Concrete paving bricks were developed in the late 1970s and early 19080s. They rapidly became the belle of the ball as happens with many new product innovations. But after a few years sometimes you discover that the product is really a pig wearing lipstick. Many homeowners have discovered this to be the case with concrete paving brick.
These bricks are made using concrete with small aggregate. These bricks often come in different interlocking patterns. They are also available in different colors. Because they are concrete, they can be extremely durable.
What is Wrong With Concrete Paving Brick?
The big issue with concrete paving brick is they look good for a year or two or three, but then slowly start to fade and change color. The rich deep color you saw the day they were installed disappears because the colored cement paste wears off the sand and gravel chips used to create the concrete brick.
Powerwashing also rapidly erodes the cement past uncovering the ugly stone chips inside the brick. You can see this in the photo at the top of this article.
Who are the Manufacturers of Clay Paving Bricks?
The following manufacturers make paving bricks that pass the ASTM C902 test. Most of these websites have informative product literature. Many will give you the location of the closest distributor.
- Acme Brick Co.
- Belden Brick Co.
- Boral Bricks
- Bowerston Shale Co.
- Carolina Ceramics
- Cloud Ceramics
- Endicott Clay Products
- General Shale Brick
- Glen-Gery Brick
- Pine Hall Brick Co.
- Redland Brick Co.
- Summit Brick & Tile
- Taylor Clay
Who are the Manufacturers of Concrete Interlocking Paving Bricks?
There are hundreds of manufacturers of concrete paving bricks. Many of them are members of the Interlocking Concrete Pavement Institute (www.icpi.org). This website has a search tool to find the names of manufacturers in your area.
Paving Brick Installation Information
The Brick Industry Association (www.bia.org) has three excellent publications explaining and detailing several different methods of installing both clay and concrete paving bricks. These are available for free download from the BIA web site, and are titled as follows:
- Technical Notes 14 - Brick Floors and Pavements, Part 1 - Design and Detailing - Sept. 1992 (Reissued March 2002)

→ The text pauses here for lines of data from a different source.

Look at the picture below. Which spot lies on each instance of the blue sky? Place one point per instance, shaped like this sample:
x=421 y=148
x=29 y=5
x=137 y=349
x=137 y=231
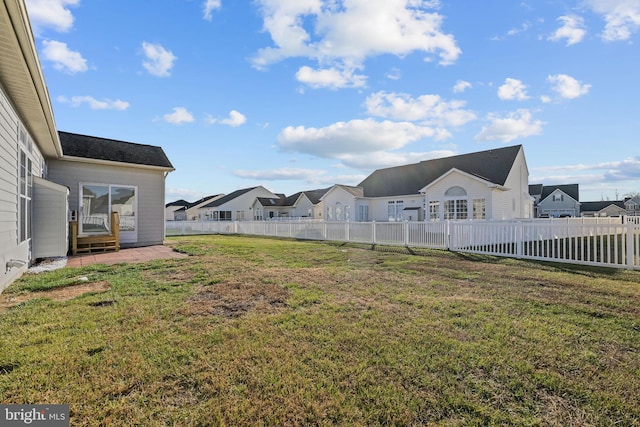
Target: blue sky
x=303 y=94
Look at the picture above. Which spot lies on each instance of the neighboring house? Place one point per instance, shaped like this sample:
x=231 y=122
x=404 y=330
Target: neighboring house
x=602 y=208
x=557 y=201
x=535 y=191
x=632 y=206
x=105 y=175
x=342 y=202
x=491 y=184
x=171 y=208
x=304 y=204
x=236 y=206
x=191 y=212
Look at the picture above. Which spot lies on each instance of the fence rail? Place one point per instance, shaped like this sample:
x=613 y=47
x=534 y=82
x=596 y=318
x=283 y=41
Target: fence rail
x=609 y=242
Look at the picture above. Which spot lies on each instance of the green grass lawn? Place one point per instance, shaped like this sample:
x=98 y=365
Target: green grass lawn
x=255 y=331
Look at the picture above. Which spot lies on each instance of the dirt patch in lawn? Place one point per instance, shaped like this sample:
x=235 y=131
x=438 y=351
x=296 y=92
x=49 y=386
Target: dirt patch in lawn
x=236 y=298
x=58 y=294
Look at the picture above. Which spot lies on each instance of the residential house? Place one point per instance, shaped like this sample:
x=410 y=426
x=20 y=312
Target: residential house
x=491 y=184
x=105 y=175
x=191 y=212
x=28 y=138
x=632 y=205
x=557 y=201
x=172 y=207
x=602 y=208
x=36 y=190
x=236 y=206
x=304 y=204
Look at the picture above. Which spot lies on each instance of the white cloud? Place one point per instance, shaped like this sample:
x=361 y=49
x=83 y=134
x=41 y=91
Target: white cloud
x=518 y=124
x=512 y=89
x=332 y=78
x=523 y=28
x=572 y=30
x=385 y=159
x=428 y=109
x=282 y=174
x=568 y=87
x=63 y=58
x=94 y=104
x=209 y=7
x=353 y=137
x=159 y=60
x=622 y=17
x=461 y=86
x=394 y=74
x=342 y=34
x=52 y=14
x=180 y=115
x=235 y=119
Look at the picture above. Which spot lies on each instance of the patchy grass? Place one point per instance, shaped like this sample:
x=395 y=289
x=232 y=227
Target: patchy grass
x=254 y=331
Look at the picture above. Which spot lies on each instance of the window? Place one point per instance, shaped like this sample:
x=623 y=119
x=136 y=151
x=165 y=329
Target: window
x=456 y=204
x=479 y=209
x=329 y=213
x=456 y=209
x=363 y=213
x=394 y=210
x=434 y=210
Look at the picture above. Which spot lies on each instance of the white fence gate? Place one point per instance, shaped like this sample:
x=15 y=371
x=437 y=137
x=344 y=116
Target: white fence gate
x=610 y=242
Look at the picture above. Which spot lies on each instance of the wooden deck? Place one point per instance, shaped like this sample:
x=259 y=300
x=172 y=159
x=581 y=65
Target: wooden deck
x=96 y=243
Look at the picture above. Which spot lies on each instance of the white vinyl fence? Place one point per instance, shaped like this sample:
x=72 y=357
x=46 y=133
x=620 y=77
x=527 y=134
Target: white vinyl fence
x=610 y=242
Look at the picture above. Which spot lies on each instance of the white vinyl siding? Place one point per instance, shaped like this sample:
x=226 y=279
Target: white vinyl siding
x=11 y=246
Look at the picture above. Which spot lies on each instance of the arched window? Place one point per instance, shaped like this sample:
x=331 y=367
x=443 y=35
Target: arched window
x=456 y=205
x=455 y=192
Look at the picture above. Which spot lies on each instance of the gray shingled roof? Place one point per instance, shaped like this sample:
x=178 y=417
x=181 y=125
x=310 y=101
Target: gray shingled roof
x=491 y=165
x=535 y=189
x=571 y=190
x=91 y=147
x=272 y=201
x=222 y=200
x=180 y=202
x=598 y=206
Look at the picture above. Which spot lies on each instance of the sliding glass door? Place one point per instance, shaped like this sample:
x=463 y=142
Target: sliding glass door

- Technical Notes 14A - Brick Floors and Pavements, Part II - Materials and Installation - January 1993
- Technical Notes 14B - Brick Floors and Pavements, Part III - [Nov./Dec. 1975] (Reissued August 1998)
What is a Great Book Teaching How to Install Paving Brick?
Also, The Portland Cement Association (PCA) (www.cement.org) has an excellent book that speaks to installation techniques of both clay paving bricks and concrete interlocking paving bricks.
The title of the book is The Homeowner's Guide to Building With CONCRETE, BRICK & STONE.
The PCA publishes many excellent books and pamphlets. I'm quite sure you will be impressed. The publications can help you with many masonry projects. Good luck!